They went the whole length of Victoria Street. Stonehouse had been physically tired out when he had started. Now he was not aware of being tired at all. A gradually rising excitement carried him on, unconscious of himself. He had no idea what he expected, but he knew definitely that something deeply significant was about to happen to them both, that they were running into some crisis.
Outside the Abbey the fog became impenetrable. The traffic had stopped, and the lights, patches of opaque rayless crimson, added to the confusion. There were people moving, however, faceless ghosts with loud footfalls, feeling their way hesitatingly, and among them Mr. Ricardo vanished. Almost at once Stonehouse lost his own bearings. In the complete paralysis of all sense of direction which only fog can produce, he crossed the wide street twice without knowing it.
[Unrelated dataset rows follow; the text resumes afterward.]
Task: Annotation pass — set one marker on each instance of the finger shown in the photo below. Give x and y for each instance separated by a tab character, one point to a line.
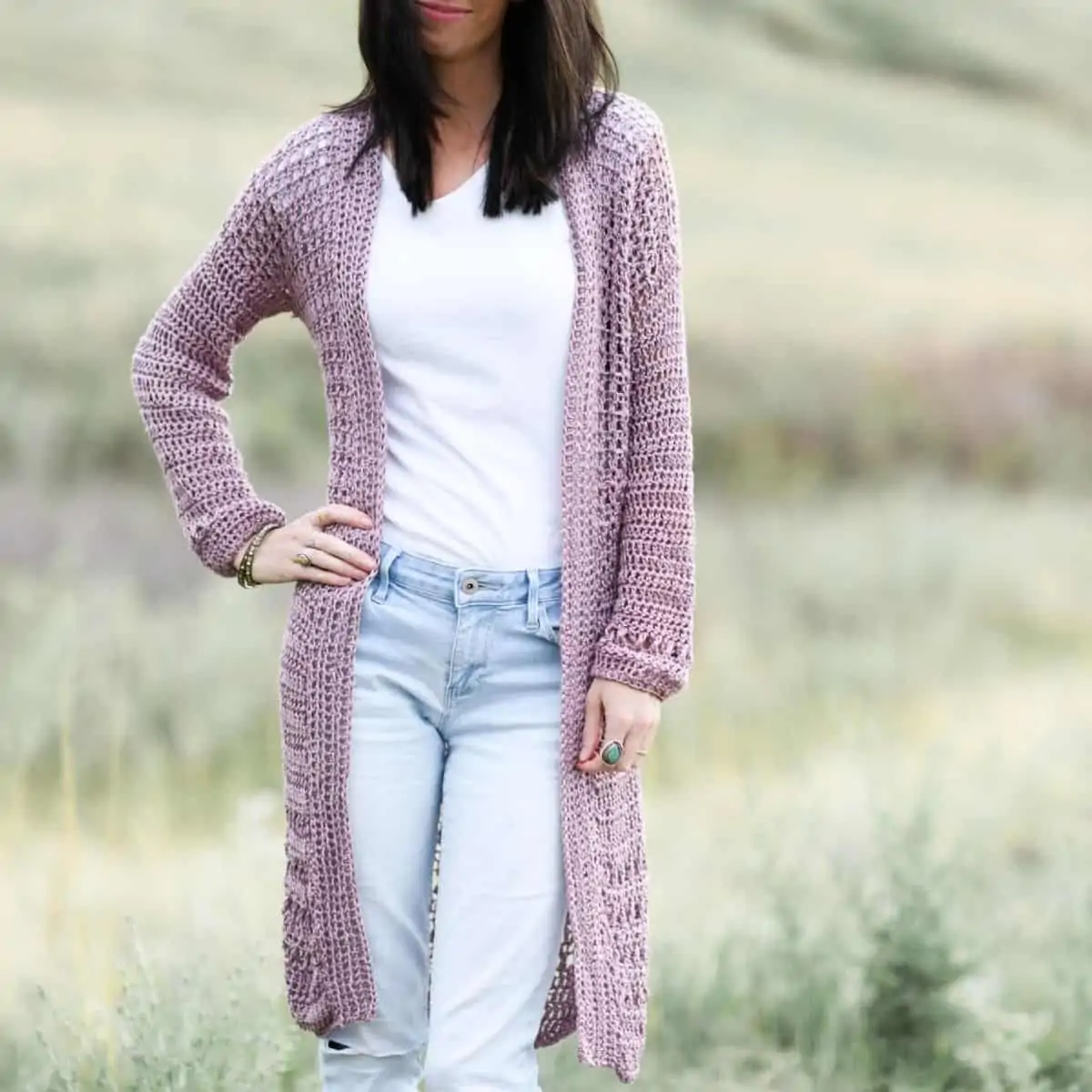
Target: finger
320	560
353	557
589	760
341	513
636	748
Then he came up suddenly under the spread statue of Boadicea and into little knots of people. A policeman was trying to move them on without success. They hung about hopefully like children who cannot be convinced that a show is really over.
“It’s no good messing round here. You aren’t helping anyone. Better be getting home.”
Stonehouse knew what had happened. It was extraordinary how sure he was. It was almost as though he had known all along. But he said mechanically to one slouching shadow:
“What is it?”
A face, dripping and livid in the fog, like the face of a dead man, gaped at him.
“Some old fellow gone over—no, he didn’t tumble, I tell yer. You cawn’t tumble over a four-foot parapet. Chucked ’isself, and I don’t blame ’im. One of them police-launches ’as gone out to fish ’im out. But they won’t get ’im. Not now, anyway. Can’t see two feet in front of yer, and the tide running out fast.”
Stonehouse felt his way to the parapet and peered over. Above the water the fog was pitch-black and moving. It looked a solid mass. He could almost hear it slapping softly against the pillars of the bridge as it flowed seawards. By now Mr. Ricardo had travelled with it a long way. His death did not seem to Stonehouse tragic, but only inevitable and ironical. It was as though someone had played a grave and significant, not unkindly, joke at Mr. Ricardo’s expense. Nor did Stonehouse feel remorse, for he knew that he could have done nothing. As Mr. Ricardo had said, it was not material things that had mattered. He had not killed himself because he was starving, but because the long struggle of his spirit with the enigma of life had reached its crisis. He had gone out to meet it with a superb gesture of defiance, which had also been the signal of surrender and acknowledgment.
The crowd had moved on at last. In the muffled silence and darkness Stonehouse’s thoughts became shadowy and fantastic. Though he did not grieve he knew that a stone had shifted under the foundations of his mental security. Death took on a new aspect. It seemed unlikely that it was so simply the end.